The last few months have clearly been unprecedented. I would divide the extraordinary circumstances over the past few months into two categories. Firstly, I would highlight the work environment itself. Ensuring you already have in place a concise, well-thought out, and detailed business continuity plan has been imperative, and in addition to this, ensuring you have well-supported infrastructure in place to make it a reality. For our trading desk to move to a fully work-from-home setup quickly, effectively and in a sustainable manner was no easy task. Without strong leadership, excellent technical support and operational resilience this would have been incredibly difficult.
Secondly, I would point to the trading approach to incredibly volatile markets. Having adaptability and experience was key here. The trading group were subject to significantly higher volumes and market challenges in the form of wider spreads, smaller touch sizes and less market depth. But, due to the experienced nature of the team at Capital Group and the combined trading experience of the desk, most of the traders had experienced market conditions like this before.
When this experience was supported by strong counterparties with either a similar experience base or a robust algorithmic platform, we were in a very strong position to navigate the challenging period. Strong communication abilities have also been the other key factor over the recent period, both internal and externally. Traders using a variety of communication tools to pass and receive accurate trading instructions internally across the organisation and externally to our counterparts was critical and a key contributing factor to our success.
How can a firm ‘future-proof’ its trading desk?
I would say there are several things you can do to ‘future proof’ the trading desk. Firstly, diversity is imperative. This can take many forms be it gender, race, generational or economic, however, establishing a diverse team will enable you to ensure you can evolve with a changing trading environment.
Secondly, everyone has a role to play in future proofing your trading desk. Every voice is important and ensuring open dialogue on topics like technology enhancements, idea generation or culture will encourage future success. Thirdly, my advice to firms would be to not fear technology or view it as a replacement for humans. Technology should be a complementary tool to aid a successful trader and facilitate further improvements.
Finally, I would say that data is key. Traders have access to vast amounts of data that both validate and challenge outcomes. By acknowledging and utilising data, traders can always continue to improve and evolve.
How is a future-proofed trading desk a competitive advantage for a buy-side firm?
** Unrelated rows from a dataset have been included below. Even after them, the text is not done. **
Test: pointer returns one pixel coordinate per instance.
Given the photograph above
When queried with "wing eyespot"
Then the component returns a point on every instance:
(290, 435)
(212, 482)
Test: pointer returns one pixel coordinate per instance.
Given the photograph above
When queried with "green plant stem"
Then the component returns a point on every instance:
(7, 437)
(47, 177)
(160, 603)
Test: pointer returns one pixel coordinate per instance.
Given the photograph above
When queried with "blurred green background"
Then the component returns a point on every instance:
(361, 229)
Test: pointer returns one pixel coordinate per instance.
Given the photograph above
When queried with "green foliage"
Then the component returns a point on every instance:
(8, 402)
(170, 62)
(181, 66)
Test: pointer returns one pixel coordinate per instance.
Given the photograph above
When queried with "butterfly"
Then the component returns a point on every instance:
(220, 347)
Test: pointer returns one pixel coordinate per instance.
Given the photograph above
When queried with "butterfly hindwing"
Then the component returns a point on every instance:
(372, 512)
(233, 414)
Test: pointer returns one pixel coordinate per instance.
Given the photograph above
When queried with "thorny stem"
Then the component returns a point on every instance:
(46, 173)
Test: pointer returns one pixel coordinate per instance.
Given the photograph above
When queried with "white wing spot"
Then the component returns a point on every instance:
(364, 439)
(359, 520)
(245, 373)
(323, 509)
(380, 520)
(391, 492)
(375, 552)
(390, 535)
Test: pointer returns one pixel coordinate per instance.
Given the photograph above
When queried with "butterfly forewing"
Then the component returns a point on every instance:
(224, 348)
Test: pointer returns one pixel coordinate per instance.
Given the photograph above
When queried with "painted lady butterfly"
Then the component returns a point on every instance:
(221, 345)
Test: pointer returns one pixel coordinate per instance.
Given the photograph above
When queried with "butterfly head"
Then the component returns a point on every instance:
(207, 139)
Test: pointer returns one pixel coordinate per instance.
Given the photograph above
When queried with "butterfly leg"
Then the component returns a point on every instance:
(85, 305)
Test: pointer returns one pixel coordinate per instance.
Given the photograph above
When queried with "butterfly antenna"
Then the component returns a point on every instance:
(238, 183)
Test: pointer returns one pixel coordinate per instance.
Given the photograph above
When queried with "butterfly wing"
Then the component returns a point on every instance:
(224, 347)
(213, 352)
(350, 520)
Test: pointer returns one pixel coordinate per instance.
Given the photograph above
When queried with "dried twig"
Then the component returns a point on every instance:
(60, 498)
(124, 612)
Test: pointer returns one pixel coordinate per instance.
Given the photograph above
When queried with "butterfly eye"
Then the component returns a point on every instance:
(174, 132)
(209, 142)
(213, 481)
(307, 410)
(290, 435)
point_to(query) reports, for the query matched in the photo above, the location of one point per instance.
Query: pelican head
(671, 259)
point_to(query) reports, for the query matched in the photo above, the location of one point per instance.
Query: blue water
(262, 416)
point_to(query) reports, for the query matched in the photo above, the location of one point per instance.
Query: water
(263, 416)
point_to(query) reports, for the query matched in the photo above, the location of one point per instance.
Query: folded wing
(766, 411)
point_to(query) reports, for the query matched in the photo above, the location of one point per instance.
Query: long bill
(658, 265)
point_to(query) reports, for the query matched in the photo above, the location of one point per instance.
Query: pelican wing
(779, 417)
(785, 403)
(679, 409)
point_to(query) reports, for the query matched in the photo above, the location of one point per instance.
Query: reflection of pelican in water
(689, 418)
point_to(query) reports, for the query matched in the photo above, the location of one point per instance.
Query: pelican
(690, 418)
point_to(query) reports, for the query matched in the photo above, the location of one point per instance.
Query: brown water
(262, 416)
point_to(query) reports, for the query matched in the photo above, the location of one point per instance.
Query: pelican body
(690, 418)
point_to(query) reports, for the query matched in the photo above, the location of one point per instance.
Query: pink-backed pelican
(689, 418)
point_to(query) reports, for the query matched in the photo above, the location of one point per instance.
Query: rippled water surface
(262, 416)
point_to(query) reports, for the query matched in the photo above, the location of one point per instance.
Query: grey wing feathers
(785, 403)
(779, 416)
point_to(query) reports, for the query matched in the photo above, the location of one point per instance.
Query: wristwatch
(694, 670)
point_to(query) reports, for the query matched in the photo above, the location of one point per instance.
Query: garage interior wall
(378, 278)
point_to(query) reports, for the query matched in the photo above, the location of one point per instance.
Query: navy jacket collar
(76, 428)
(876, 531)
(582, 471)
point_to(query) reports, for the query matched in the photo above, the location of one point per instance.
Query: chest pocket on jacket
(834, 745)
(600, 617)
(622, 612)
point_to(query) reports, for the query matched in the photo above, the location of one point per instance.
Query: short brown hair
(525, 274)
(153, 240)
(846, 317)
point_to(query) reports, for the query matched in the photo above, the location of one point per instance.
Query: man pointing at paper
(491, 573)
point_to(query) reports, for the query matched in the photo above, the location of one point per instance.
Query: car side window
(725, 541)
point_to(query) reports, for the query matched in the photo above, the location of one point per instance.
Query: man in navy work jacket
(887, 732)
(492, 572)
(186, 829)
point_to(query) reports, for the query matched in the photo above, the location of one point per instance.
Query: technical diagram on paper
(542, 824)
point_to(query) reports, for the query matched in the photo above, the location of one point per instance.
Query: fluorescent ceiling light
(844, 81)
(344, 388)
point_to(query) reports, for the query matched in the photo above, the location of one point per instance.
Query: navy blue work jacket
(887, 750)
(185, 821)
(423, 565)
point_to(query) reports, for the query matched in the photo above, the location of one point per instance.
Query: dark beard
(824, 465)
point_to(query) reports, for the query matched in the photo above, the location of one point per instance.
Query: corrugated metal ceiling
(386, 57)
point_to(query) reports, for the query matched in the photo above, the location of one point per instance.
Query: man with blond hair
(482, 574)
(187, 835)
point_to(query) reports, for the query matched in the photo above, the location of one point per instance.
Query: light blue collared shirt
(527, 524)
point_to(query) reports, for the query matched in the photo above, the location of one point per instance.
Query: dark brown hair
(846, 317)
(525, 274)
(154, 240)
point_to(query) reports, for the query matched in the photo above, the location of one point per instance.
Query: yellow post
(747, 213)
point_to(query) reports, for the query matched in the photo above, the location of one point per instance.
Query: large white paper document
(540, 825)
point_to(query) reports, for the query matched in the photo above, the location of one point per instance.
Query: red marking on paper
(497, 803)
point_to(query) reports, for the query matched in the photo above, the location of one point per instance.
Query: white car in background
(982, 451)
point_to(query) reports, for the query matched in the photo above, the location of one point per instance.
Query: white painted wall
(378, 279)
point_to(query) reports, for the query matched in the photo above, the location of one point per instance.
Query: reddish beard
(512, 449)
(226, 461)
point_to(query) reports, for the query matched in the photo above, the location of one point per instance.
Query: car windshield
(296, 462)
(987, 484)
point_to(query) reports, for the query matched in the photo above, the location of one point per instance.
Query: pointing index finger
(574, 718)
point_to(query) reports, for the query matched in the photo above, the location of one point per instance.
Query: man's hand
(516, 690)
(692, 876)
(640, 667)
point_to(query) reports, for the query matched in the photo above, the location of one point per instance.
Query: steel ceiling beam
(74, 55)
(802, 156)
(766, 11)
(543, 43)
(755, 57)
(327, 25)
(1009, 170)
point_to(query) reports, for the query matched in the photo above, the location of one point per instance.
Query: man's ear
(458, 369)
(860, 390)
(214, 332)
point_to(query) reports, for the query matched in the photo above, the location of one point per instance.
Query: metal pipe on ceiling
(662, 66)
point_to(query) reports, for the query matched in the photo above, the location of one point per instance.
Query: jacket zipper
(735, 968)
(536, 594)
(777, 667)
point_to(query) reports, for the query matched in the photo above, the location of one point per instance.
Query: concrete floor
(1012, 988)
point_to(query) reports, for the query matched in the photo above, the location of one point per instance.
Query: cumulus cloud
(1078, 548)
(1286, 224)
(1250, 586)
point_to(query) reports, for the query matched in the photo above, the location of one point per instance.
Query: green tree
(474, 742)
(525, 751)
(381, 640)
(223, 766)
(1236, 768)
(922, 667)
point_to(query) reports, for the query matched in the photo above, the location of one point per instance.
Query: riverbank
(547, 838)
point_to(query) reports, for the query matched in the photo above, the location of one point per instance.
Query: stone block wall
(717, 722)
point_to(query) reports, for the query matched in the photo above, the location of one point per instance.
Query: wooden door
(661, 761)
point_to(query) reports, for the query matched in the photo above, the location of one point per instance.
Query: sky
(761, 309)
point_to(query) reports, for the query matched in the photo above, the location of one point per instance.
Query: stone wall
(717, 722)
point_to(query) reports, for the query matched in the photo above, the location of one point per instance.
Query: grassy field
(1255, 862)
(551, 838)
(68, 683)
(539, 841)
The trading desk’s role within the investment process has evolved so much over my career that I can only see that continuing in the future. As data sets continue to grow and markets continue to remain structurally complex, demands on traders to implement investment strategies will only become more varied and important. By having a diverse, experienced and adaptable trading team you are positioning your organisation to be prepared for all eventualities. This also enables your investment decision makers to focus on stock selection, safe in the knowledge that optimal execution strategies are in place and in capable hands. Using technology in a complementary manner alongside your trading desk enhances efficiencies. It also means you can identify functions that are distracting for the human trader and add value elsewhere.